On August 13, the new Ontario PC government announced its plans to revamp the province's approach to cannabis legalization and retail. Government-owned online distribution will be maintained and beginning October 17, consumers 19 and older will be able to purchase cannabis online through the Ontario Cannabis Store (OCS). However, in a major change from the previous Liberal plan, the new government also announced that the province would immediately begin consultations in advance of opening up a regulated market for private cannabis retail, slated to launch by April 1, 2019. There will be no provincial cap on the number of private retailers.
While the high-level legislative and regulatory framework will be established by the province, it will be up to individual municipalities to shape and implement a cannabis retail system tailored to their individual preferences and communities. The provincial government has indicated that it intends to release the municipal cannabis regulations shortly after Ontario's municipal elections on October 22. While much remains unknown until then, it's important for potential producers or retailers to consider the following:
- Areas of municipal concern: a number of gaps exist in the current legislation, which may or may not be addressed through regulation. These include planning and zoning, police enforcement, fee and tax issues, regulation of homegrown plants, and even how to properly dispose of residential and industrial cannabis plants.
- Planning and zoning: municipalities will have the greatest impact on producers and retailers through their planning instruments. Approaches are likely to vary widely, as municipalities regulate the locations, building performance standards of producers and retailers. Municipalities are already wrestling with issues, including whether producers are treated as merely agricultural operations, similar to any other commercial greenhouse, and whether retailers will be treated similarly to alcohol retailers, or as something altogether different.

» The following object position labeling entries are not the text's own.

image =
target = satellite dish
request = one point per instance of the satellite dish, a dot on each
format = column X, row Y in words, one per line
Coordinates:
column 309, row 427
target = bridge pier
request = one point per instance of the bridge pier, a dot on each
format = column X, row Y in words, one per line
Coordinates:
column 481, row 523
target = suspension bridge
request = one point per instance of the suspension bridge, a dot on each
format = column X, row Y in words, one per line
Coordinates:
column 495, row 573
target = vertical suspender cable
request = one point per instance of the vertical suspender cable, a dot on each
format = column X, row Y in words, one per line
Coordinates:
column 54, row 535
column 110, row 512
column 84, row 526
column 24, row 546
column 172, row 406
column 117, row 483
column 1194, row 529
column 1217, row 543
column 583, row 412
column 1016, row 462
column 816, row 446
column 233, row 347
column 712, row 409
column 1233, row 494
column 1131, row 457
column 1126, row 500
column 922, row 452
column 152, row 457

- As municipalities make the location of production and distribution centres more difficult, we have creative and little known strategies to assist in dealing with zoning issues that may arise.
- 1 time opt-out: individual municipalities will be given until January 22, 2018 to decide on a one-time opportunity to opt out of having physical cannabis retail shops within their boundaries.
- Federal licenses and expansion: although producers will be licenced federally, the licenses are tied to individual municipal addresses. The licensing process is long, difficult, and costly. We have had success for our producer clients in providing creative solutions for expanding their businesses and licenced facilities while maintaining a single municipal address, even across roadways.
- Retail leasing: we have assisted clients with retail leasing across the country; we can provide helpful advice on creating and expanding retail distribution networks, including how to deal with the different approaches from province to province on the language of offers to lease and leases, and the conditions to insert in offers and leases in order to deal with the uncertainty of regulation in Ontario.